I am a physiotherapist who has worked in the NHS since 2000, I trained in Bradford and settled in Leeds after qualifying. During my time working as a specialist neurological physiotherapist I developed an interest in improvement. I took any opportunity available to learn about different improvement methodologies but I struggled to find time to put it into practice.

In 2018 I was fortunate enough to secure a Clinical Leadership Fellow (CLF) post through Health Education England. It was during that year I really grasped what quality improvement is all about, partly through undertaking a Post Graduate Diploma in improvement and leadership but also through involvement in various improvement projects. One of the most valuable lessons I learnt during this time was the importance of patient and public involvement in QI. I try to ensure this underpins any improvement work I am involved in.

There are always opportunities for reflection and learning with any improvement work and my experience to date is that often it is the ones that do not succeed that provide the most insight

Following my CLF year, I moved into a role focussing on patient safety. Through this, I continued to be involved in Trust-wide improvement projects and participating in quality improvement collaboratives. Using this methodology I have been involved in a QI collaborative aiming to discharge patients earlier in the day and another to reduce the incidence of pressure ulcers.
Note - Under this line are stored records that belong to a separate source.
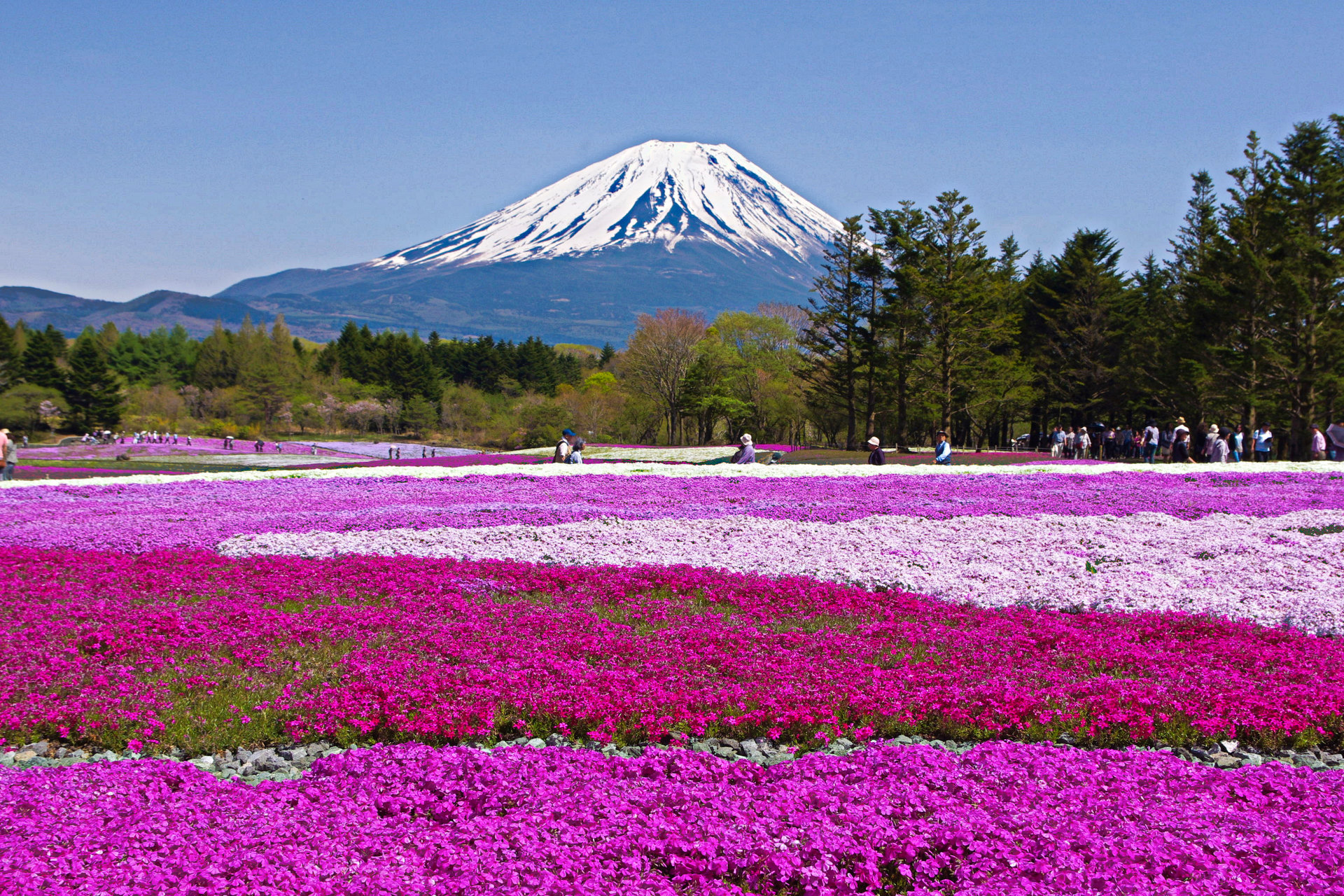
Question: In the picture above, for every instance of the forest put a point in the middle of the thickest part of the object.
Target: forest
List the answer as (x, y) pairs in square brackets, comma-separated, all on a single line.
[(916, 326)]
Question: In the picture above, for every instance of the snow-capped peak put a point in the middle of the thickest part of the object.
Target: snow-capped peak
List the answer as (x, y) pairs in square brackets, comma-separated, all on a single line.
[(656, 192)]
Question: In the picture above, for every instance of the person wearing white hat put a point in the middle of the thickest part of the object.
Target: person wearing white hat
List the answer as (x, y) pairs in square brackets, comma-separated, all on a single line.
[(876, 457), (745, 454), (1317, 444), (1218, 449), (942, 450)]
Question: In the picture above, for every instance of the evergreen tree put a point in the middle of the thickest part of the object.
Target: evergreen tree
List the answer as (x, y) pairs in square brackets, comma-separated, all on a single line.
[(1079, 298), (90, 388), (901, 326), (944, 266), (7, 355), (217, 360), (1307, 339), (836, 337)]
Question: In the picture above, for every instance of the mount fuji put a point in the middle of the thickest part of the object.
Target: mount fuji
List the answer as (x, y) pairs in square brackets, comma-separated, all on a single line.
[(662, 225)]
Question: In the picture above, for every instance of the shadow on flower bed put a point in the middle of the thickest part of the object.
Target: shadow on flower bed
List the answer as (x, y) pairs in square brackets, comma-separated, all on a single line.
[(202, 652)]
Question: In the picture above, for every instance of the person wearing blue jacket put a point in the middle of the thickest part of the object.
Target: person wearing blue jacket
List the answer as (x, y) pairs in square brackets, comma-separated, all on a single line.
[(942, 451)]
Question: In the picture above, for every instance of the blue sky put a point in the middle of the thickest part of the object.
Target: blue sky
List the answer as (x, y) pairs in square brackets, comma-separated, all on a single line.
[(190, 146)]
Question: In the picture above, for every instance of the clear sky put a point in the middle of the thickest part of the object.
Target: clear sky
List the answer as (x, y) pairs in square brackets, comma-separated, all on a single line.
[(190, 146)]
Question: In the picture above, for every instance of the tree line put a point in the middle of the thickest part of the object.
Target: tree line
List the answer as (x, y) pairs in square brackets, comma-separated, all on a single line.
[(914, 326), (918, 326)]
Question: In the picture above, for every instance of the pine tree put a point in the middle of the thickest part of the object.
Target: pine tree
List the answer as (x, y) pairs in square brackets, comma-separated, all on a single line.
[(217, 360), (1078, 298), (944, 267), (1308, 332), (90, 388), (7, 355), (835, 336)]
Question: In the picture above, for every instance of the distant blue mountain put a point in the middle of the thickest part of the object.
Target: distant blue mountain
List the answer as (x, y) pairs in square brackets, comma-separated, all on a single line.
[(662, 225)]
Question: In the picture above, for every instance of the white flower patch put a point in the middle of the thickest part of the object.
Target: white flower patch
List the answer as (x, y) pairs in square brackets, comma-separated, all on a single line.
[(758, 470), (1264, 570)]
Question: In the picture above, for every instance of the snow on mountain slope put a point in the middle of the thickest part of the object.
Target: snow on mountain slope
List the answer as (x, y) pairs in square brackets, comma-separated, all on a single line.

I am currently involved in a project to reduce delays for patients throughout their pathway, from admission to discharge, using improvement methodology to achieve this. We are using patient stories to drive this improvement and have really seen the value in engaging patient representatives in this process. There are always opportunities for reflection and learning with any improvement work and my experience to date is that often it is the ones that do not succeed that provide the most insight. I am currently working in a quality role with a mixture of health care staff across a range of services including Clinical Psychology, Chaplaincy, Rehabilitation and five different Allied Health Professional Services. A key part of this role is using data to guide improvement and I am actively supporting teams to analyse data and develop their improvement projects.

What first attracted you to Q?

What attracted me to the Q community was the opportunity to network and learn and share ideas. As with much of health care, the value of collaboration in improvement is hugely beneficial and Q facilitates this.

Being part of Q provides an opportunity for me to develop and share my knowledge and skills which in turn will empower the teams I work with to be involved in, and lead improvement

There are many aspects of the process in QI that are similar to physiotherapy, such as the importance of setting an aim or goal, the logical steps needed to get there, and the requirement to measure progress along the way. I am passionate that every member of staff across health care has a role to play in improvement. Being part of Q provides an opportunity for me to develop and share my knowledge and skills which in turn will empower the teams I work with to be involved in, and lead improvement. Embedding QI across services ensures continuous improvement of the care we provide our patients.

What are you hoping to get out of Q?

I am hoping that being part of Q will provide an opportunity to meet other professionals who are passionate about improving patient care and services in health and social care. I would like to work with others in a collaborative way to share ideas and learn from different experiences. Promoting QI and sharing knowledge and skills with colleagues is a key part of my current role and I believe being an active part of Q will enable me to achieve this more successfully.